The Amtrak train crashed into a dump truck at a public crossing about 100 miles northeast of Kansas City as it traveled from Los Angeles to Chicago, officials said.

Images from the scene showed multiple passengers sitting atop overturned train cars as emergency crews assessed the damage and treated the injured.

While passenger trains on average tend to be one of the safest modes of transportation in the United States, derailments do happen and are actually more common than you might think.

The Bureau of Transportation Statistics is a branch of the United States Department of Transportation that analyzes and compiles information about the nation’s transportation systems.

Since 1975, the agency has been tracking train derailments as well as injuries and fatalities that have happened during train crashes.

While fatalities from train derailments are rare, derailments themselves are actually quite common.

From 1990, the first year the BTS began tracking derailments and injuries on a yearly basis, to 2021, there have been 54,539 accidents in which a train derailed. That’s an average of 1,704 derailments per year.

Those numbers might seem pretty staggering, but derailments vary in severity and only a portion result in injuries. During that same time frame, 5,547 people were injured when a train derailed, or about 174 per year. Even then, much of that data is skewed due to a 2002 derailment in North Dakota in which a hazardous materials spill injured more than 1,400 people, BTS said.

Additionally, both passenger and freight trains are included in the data set, so the risk of being injured in a train derailment as a passenger is even less likely than the numbers might suggest.
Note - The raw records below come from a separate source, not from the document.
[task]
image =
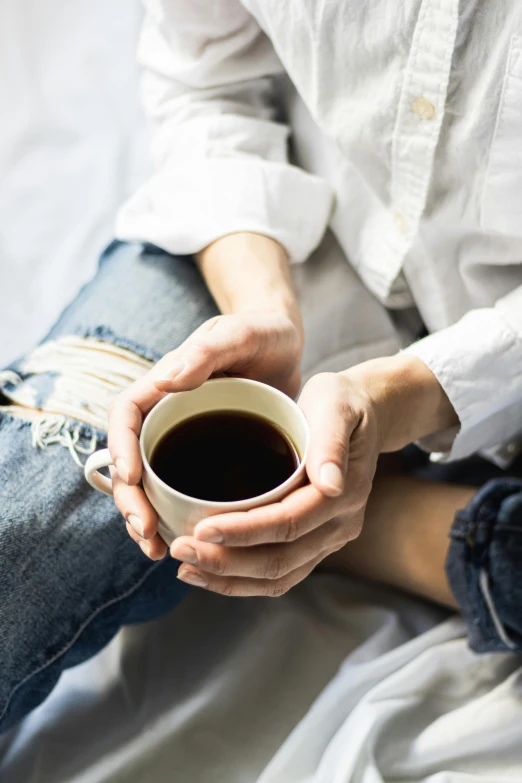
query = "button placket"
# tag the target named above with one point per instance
(421, 110)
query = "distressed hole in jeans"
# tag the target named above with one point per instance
(68, 382)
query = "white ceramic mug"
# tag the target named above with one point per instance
(179, 513)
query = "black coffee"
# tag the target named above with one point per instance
(224, 456)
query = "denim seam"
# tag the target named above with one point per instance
(78, 633)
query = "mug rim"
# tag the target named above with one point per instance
(239, 504)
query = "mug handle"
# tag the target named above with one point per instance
(100, 459)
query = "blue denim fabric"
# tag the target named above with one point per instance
(484, 566)
(484, 561)
(70, 576)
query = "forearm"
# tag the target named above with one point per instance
(249, 272)
(408, 400)
(405, 538)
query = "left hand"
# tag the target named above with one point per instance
(353, 416)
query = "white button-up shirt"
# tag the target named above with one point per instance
(406, 122)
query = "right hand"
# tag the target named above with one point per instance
(262, 345)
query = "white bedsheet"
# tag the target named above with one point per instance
(210, 693)
(72, 147)
(219, 691)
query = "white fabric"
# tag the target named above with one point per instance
(410, 135)
(387, 693)
(211, 692)
(72, 147)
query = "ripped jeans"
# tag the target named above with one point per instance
(70, 576)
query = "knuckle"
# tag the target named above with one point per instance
(276, 567)
(217, 565)
(289, 529)
(337, 531)
(201, 351)
(245, 332)
(278, 589)
(226, 588)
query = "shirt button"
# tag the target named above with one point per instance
(423, 109)
(401, 223)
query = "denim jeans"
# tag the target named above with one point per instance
(70, 576)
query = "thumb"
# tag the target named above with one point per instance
(331, 423)
(215, 347)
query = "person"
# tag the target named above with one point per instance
(424, 236)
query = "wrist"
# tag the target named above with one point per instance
(407, 398)
(249, 272)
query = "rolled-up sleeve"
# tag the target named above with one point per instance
(219, 151)
(478, 362)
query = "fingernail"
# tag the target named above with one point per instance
(185, 553)
(192, 578)
(210, 534)
(136, 524)
(177, 369)
(331, 478)
(123, 471)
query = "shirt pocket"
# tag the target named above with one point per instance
(501, 208)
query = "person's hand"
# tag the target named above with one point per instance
(262, 345)
(353, 416)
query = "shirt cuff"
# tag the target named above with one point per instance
(477, 362)
(185, 209)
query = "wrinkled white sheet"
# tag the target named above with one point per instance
(72, 147)
(210, 693)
Deaths from train derailments are even rarer. From 1990 to 2021, 131 people died in train derailments. That comes to about four deaths per year.

The BTS data isn’t only limited to derailments, though. Collisions and other accidents are also included. Collisions tend to be slightly deadlier, but the data doesn’t include deaths at railway crossings, which account for the vast majority of deaths associated with trains.
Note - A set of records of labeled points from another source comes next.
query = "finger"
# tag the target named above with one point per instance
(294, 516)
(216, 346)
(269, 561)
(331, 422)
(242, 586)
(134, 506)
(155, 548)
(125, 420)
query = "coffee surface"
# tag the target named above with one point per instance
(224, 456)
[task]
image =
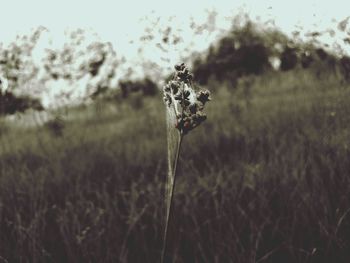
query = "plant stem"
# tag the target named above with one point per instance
(169, 210)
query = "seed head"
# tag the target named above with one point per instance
(187, 104)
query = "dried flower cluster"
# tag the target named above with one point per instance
(188, 105)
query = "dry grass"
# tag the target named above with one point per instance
(265, 179)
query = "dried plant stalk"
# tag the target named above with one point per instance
(184, 113)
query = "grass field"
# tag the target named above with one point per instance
(264, 179)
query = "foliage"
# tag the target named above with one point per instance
(264, 180)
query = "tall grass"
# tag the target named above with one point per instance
(266, 179)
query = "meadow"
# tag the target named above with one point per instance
(264, 179)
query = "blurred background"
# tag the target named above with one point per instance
(83, 158)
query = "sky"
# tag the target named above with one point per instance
(123, 22)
Still, despite the semi-regularity of derailments, passenger trains are still a vastly safer mode of transportation compared to vehicles. The National Highway Transportation Safety Administration estimates 42,915 died in vehicle accidents in 2021 alone, and those numbers appear to only be going up with each passing year.
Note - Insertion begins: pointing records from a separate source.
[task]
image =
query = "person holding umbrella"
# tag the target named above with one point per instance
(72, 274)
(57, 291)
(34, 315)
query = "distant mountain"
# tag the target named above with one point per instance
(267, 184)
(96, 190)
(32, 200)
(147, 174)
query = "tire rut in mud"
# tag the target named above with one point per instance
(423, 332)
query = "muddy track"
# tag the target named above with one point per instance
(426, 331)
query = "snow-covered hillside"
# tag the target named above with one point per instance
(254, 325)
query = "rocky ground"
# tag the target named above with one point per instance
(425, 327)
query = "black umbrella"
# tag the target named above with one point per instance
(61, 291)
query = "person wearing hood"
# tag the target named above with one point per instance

Your odds of dying in a train derailment are lower than your odds of dying in a car crash, boating accident or onboard a commercial airline, numbers from BTS suggests.

So while the tragic derailment in Missouri might have you reevaluating your thoughts on train travel, you shouldn’t be too worried. It still remains one of the safest forms of transportation in the country, and the risks of being injured or killed in a train accident are miniscule in the grand scheme of things.